Stride’s failure to operate in the public interest goes way back: “In 2011, for example, The New York Times profiled one of K12’s online schools, saying that by ‘almost every educational measure, the Agora Cyber Charter School is failing.’ Six years later, a group of students from Yale published a study titled ‘K12 Inc.: Virtually Failing Our Students.’” They found that, ‘With no exceptions, students enrolled in K12 schools performed worse in math than their district and state counterparts. With only one exception, they performed worse in English and language arts.’ ”

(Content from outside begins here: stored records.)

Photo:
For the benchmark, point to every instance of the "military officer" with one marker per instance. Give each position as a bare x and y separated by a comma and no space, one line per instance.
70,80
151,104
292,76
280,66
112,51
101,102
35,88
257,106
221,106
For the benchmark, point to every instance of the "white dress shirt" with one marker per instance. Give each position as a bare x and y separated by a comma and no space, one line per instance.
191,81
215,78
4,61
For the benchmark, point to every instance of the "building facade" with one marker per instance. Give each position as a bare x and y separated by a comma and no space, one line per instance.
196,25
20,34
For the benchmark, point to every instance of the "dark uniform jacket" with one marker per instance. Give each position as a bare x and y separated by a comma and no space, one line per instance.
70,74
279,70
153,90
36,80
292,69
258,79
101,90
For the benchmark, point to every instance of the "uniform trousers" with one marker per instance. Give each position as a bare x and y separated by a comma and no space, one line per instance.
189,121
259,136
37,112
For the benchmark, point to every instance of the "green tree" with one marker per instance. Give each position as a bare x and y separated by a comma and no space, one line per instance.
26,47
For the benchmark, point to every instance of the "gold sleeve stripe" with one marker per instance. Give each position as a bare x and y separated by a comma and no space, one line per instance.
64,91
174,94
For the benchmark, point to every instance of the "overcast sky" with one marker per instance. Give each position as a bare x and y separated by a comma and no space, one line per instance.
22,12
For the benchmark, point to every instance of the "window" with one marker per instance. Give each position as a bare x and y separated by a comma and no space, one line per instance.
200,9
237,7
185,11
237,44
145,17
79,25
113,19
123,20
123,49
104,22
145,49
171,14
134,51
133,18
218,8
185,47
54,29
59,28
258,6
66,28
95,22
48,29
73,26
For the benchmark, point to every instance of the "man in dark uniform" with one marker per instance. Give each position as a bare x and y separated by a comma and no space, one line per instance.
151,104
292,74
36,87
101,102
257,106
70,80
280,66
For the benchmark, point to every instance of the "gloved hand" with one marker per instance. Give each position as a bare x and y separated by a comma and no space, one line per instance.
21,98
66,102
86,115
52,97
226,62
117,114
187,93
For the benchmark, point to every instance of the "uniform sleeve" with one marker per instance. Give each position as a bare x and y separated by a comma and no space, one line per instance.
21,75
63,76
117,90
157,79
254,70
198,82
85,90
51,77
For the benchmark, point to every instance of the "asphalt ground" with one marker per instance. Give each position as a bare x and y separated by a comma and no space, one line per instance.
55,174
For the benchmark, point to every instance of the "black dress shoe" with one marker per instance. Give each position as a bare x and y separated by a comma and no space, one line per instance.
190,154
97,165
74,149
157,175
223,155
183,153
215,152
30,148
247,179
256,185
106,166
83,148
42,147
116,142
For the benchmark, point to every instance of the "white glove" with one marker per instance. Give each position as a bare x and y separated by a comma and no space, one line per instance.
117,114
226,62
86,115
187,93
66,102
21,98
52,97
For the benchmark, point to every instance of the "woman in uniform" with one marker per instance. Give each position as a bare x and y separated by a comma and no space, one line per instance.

The legal director of RAICES, a Texas immigrant support agency, Javier O. Hidalgo commented on the prison’s plan to open the school: “It makes sense that a private prison company would attract such a private education company… You’re profiting off of putting certain people into these jail settings, which is already disgusting, so it doesn’t surprise me that other companies that are in the business of profiting off people would be aligned with that… The intent absolutely is to be harmful … and try to punish these families for being here.”

Wimbish concludes: “The administration is forcing more longtime U.S. residents into immigration prisons, and plans to increase the number of prisoners even further next year…  It’s part of the Trump regime’s mass deportation campaign, which will significantly expand next year with more than $150 billion in tax dollars, including $45 billion for more facilities, a funding boost delivered in the One Big Beautiful Bill Act.”